A $750 cap on monthly assistance payments, as well as a requirement that landlords forgive any outstanding rent above that cap, has made many reluctant to participate. In Philadelphia, for instance, almost two-thirds of applications cannot move forward, because they come from tenants whose landlords won’t take part.

Democrats in the state legislature have proposed a raft of changes to fix the problem. But no one is talking about what some experts say might be a better solution: giving the money directly to tenants instead of landlords.

If the assistance payments went to tenants directly, the program would likely have a 90% participation rate in Philadelphia, said Gregory Heller, senior vice president of community investment at the Philadelphia Housing Development Corporation, which is administering the rental assistance program in the city.

“If the challenge is getting landlords to participate, there is a different approach,” he said.

Section 8, the federal government’s main rental assistance program for low-income families, has a similar problem. In Philadelphia, the landlord participation rate is about 50%, Heller said. Like Section 8, most rental assistance programs are set up to pay landlords directly.

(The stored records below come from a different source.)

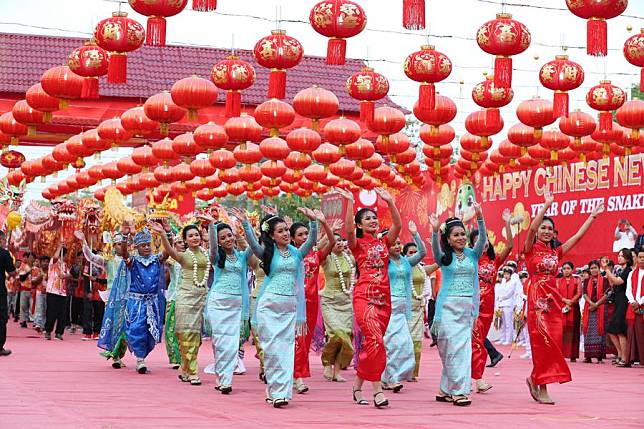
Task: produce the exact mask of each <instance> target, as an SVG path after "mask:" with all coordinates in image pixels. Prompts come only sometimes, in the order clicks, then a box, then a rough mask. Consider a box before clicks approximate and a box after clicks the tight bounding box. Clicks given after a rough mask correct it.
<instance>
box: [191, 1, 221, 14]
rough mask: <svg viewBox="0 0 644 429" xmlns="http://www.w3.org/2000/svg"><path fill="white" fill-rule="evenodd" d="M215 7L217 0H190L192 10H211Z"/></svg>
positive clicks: (211, 10) (214, 7) (206, 10)
mask: <svg viewBox="0 0 644 429" xmlns="http://www.w3.org/2000/svg"><path fill="white" fill-rule="evenodd" d="M215 9H217V0H192V10H196V11H199V12H212V11H213V10H215Z"/></svg>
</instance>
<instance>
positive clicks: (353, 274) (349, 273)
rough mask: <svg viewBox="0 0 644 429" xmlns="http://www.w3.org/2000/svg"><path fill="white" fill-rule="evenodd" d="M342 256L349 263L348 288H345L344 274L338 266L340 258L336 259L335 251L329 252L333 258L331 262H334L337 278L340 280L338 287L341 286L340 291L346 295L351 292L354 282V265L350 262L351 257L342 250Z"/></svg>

The downside is that landlords typically have to agree to participate upfront, often filling out paperwork and accepting certain conditions. This creates an “administrative cost” that can become a deterrent, said Vincent Reina, an assistant professor of city and regional planning at the University of Pennsylvania.

Giving money directly to tenants, instead, reduces that administrative cost.

With cities and states scrambling to set up new programs to distribute CARES Act funding, relatively few have tried this approach. Chicago offered one-time cash grants to struggling tenants — money that was paid to them directly.

Paying tenants can also bring more flexibility, said Ann Oliva, a visiting senior fellow at Center on Budget and Policy Priorities who previously worked for 10 years at the U.S. Department of Housing and Urban Development. That can help assistance reach people who might be shut out of programs that require tenants to have a written lease, for instance.

Still, paying rental assistance to tenants and not their landlords would require a radical shift in how we think about public assistance programs, experts acknowledge.

Concerns about how cash benefit payments are spent have led lawmakers nationwide to institute strict rules and regulations intended to ensure accountability for public money. But these measures often create inefficiencies that tend to fall on the low-income families trying to get help, Reina said. What if, instead, policymakers trusted those families to spend their assistance payments on the things they need the most?

“People often don’t realize how difficult it is to use housing assistance in its current form,” he said.